对视中,萧羽率先打破了沉默。
“我为什么要相信你?”
见状,舒妤又恢复了她高高在上的郡主身份,“本郡主的钱财,除了我没有人能找到,若是不信王爷可尽情地查,如果你感兴趣的话”
欲言又止之后聪明的男人已经懂了她的意思,“殿下想要什么?”
下巴突然被一根冷硬的毛笔抬起,女人惑人的脸颊上带着玩味,叫他第一次有了一种居于人下的感觉。
算不上糟糕,也绝算不上好。
“如果想通了,就把言述弄进后宫,我要天天都能看见他。

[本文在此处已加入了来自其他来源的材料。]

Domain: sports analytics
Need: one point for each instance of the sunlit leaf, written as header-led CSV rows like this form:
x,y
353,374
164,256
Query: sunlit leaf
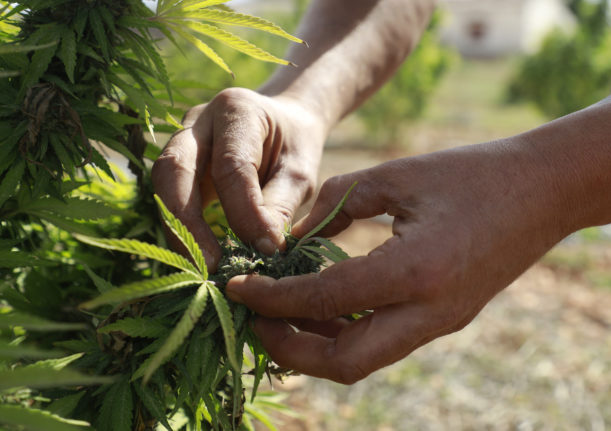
x,y
181,331
140,289
143,249
185,237
327,219
224,314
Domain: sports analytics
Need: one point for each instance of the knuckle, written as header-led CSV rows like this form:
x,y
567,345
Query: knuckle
x,y
348,371
321,304
193,114
227,169
234,96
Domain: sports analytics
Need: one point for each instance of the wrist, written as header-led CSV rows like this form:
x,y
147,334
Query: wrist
x,y
572,157
303,117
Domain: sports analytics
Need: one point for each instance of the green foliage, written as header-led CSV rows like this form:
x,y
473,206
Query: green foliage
x,y
137,347
404,98
571,70
78,78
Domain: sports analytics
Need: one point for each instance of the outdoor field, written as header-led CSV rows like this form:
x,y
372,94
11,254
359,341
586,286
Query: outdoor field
x,y
538,357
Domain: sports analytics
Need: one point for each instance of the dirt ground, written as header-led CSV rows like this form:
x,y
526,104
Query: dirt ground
x,y
538,357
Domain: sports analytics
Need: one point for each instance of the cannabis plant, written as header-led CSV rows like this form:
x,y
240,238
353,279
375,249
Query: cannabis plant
x,y
165,349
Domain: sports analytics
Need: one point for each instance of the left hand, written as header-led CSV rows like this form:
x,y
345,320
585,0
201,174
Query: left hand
x,y
467,222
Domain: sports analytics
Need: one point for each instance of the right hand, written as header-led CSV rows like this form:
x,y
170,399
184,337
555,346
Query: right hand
x,y
467,222
259,155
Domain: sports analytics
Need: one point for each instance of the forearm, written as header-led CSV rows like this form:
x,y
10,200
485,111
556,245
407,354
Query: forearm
x,y
573,158
354,47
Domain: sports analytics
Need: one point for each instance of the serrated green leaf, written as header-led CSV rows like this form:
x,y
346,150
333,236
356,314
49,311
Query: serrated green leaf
x,y
322,252
101,284
95,21
54,364
10,181
187,6
62,154
38,66
153,404
205,49
260,365
8,351
334,248
198,347
184,236
72,207
13,49
243,20
143,249
65,406
67,52
224,315
232,41
18,259
117,408
9,73
144,288
35,323
261,416
327,219
40,378
136,327
37,420
69,225
181,331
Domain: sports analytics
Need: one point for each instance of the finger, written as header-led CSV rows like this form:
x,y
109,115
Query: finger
x,y
330,328
236,160
347,287
362,347
176,180
364,201
285,191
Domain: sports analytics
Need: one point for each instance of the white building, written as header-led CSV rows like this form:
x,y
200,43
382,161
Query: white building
x,y
490,28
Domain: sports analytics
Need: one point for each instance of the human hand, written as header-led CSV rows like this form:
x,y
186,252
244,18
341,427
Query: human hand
x,y
467,222
259,155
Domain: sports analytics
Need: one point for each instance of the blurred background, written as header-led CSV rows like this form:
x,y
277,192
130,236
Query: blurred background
x,y
539,355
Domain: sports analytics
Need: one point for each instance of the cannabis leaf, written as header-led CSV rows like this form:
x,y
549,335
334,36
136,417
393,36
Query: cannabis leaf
x,y
327,219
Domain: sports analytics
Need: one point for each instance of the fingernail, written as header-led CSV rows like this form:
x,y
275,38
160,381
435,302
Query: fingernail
x,y
233,295
233,291
265,245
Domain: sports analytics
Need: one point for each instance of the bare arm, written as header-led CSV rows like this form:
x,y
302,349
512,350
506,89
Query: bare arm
x,y
468,221
354,48
259,151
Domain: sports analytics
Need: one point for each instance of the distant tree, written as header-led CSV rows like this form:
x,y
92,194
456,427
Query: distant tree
x,y
404,98
570,71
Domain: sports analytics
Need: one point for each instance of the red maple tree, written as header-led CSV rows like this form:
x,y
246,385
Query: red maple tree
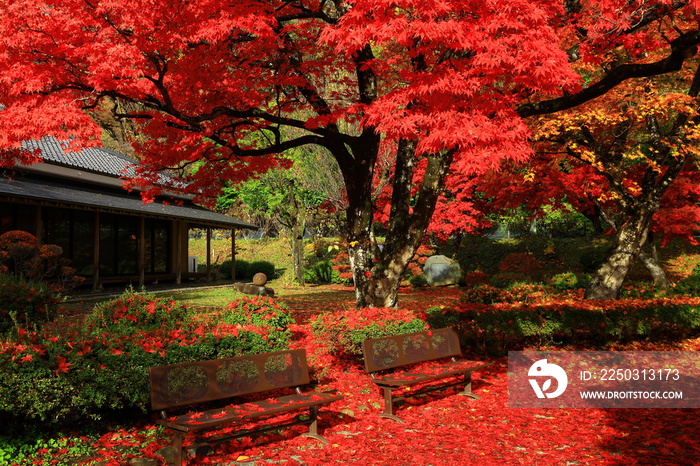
x,y
217,88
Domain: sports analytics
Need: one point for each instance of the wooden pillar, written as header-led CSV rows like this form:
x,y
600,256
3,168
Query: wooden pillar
x,y
233,254
142,251
38,230
208,254
96,253
178,251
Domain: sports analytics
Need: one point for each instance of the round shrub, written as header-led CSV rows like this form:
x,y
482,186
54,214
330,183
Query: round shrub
x,y
25,303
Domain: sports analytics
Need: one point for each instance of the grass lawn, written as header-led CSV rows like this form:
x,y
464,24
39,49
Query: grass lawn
x,y
442,428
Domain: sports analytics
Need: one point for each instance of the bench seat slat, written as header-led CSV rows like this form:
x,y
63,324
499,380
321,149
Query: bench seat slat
x,y
400,379
396,361
191,422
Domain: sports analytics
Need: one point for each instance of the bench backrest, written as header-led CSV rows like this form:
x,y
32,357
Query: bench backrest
x,y
196,382
400,350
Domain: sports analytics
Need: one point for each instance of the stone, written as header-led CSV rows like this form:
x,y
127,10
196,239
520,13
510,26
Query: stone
x,y
143,462
441,271
259,279
250,288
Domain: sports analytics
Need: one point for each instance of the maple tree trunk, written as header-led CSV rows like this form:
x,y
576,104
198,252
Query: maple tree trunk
x,y
629,240
378,277
658,275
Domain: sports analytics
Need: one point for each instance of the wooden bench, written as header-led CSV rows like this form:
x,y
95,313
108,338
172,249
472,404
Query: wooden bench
x,y
184,385
384,356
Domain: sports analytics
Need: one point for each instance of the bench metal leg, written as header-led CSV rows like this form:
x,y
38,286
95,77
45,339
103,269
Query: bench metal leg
x,y
389,406
468,387
313,426
177,448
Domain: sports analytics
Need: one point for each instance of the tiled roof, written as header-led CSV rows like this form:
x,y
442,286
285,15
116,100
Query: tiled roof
x,y
94,159
113,200
109,163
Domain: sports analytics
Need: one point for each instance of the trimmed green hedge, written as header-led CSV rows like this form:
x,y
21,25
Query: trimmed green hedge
x,y
70,373
344,332
497,328
25,304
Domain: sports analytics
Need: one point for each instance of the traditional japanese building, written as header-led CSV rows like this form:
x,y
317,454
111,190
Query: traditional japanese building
x,y
76,200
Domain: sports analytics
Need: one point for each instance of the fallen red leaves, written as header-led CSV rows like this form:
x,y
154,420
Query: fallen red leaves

”
为了男人?
下巴上的毛笔已经离开,女人此刻已好奇地开始打量他的书房布置,待她目光锁定西侧书架久久不动时萧羽也愣了愣。
那是他屋子里的机关所在。
舒妤还真是和他的调查结果完全不同,这叫他难得有了些对某事失去掌控的焦虑感。
“不过,作为一根绳子上的蚂蚱,王爷帮个小忙总可以吧。”
女人终于收回视线,可他的心情依旧没好到哪里去,开口难免语气有些不好,“什么?”
“裴子贤今儿个叫我不开心了,相信王爷想让他日子过得艰难些应当不是什么难事吧。”
自负,目中无人,又记仇。
萧羽默默在心里给舒妤做着崭新的定义。
舒妤离开了,谁送都不如她自己安全。